Artificial intelligence for ESG

7-12-2022 | News

Appropriate use of AI can contribute to the common effort to do well and to do good at the same time.

by Terence Tse and Mark Esposito

Climate change is one of the hottest topics (pun intended) in the media today. But the well-being of our future – and that of future generations – is not just about environmental issues. In addition to the planet, we should also care about people.
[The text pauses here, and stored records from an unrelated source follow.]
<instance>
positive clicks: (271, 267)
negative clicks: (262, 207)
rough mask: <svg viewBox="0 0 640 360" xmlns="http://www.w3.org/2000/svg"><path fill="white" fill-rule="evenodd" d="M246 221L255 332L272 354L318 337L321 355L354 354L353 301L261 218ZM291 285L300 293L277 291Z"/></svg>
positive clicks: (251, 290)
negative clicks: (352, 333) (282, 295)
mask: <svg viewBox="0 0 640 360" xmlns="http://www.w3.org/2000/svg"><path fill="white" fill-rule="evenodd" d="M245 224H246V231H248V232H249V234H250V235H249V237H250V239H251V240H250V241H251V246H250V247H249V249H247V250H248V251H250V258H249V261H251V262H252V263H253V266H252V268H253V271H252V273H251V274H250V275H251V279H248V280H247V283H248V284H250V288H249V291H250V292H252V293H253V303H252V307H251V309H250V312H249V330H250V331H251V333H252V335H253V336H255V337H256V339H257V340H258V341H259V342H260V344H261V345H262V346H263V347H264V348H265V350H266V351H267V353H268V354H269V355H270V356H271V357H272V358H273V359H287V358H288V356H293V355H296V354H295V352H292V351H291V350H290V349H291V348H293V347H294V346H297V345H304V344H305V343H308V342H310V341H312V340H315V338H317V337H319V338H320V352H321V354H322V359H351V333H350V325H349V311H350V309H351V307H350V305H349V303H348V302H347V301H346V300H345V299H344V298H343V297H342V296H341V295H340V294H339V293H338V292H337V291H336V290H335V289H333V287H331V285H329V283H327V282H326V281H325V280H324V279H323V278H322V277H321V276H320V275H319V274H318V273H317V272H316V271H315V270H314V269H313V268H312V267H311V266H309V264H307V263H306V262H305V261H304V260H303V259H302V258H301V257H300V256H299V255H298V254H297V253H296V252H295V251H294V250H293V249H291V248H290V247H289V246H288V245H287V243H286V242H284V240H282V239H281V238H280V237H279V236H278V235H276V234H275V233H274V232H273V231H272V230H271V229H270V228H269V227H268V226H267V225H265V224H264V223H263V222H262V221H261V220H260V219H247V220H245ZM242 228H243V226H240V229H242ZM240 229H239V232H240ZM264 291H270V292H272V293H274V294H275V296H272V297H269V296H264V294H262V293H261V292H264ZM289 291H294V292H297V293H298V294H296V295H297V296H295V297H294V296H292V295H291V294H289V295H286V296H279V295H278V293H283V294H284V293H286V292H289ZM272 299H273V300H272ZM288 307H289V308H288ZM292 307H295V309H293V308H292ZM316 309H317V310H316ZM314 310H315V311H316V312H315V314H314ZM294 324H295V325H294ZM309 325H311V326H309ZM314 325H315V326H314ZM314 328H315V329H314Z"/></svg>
In 2013, the collapse of the Rana Plaza garment factory building in Dhaka, Bangladesh reminded us of the dire working conditions certain companies subject their workforce to.

Sadly, these malpractices continue into this decade and are not limited to developing countries. Consider the example of the British company Boohoo. In 2020, this ultra-fast retail pioneer was found to be sourcing from a Leicester factory where workers were being paid just £3.50 an hour, well below the then national wage of £8.72. Furthermore, the workers did not have adequate protective equipment against Covid-19.

Earning with capital

Fortunately, interest in achieving environmental, social and corporate governance (ESG) goals is growing exponentially. At the same time, investors and capital holders are rapidly seeing ESG investing as an important new asset class.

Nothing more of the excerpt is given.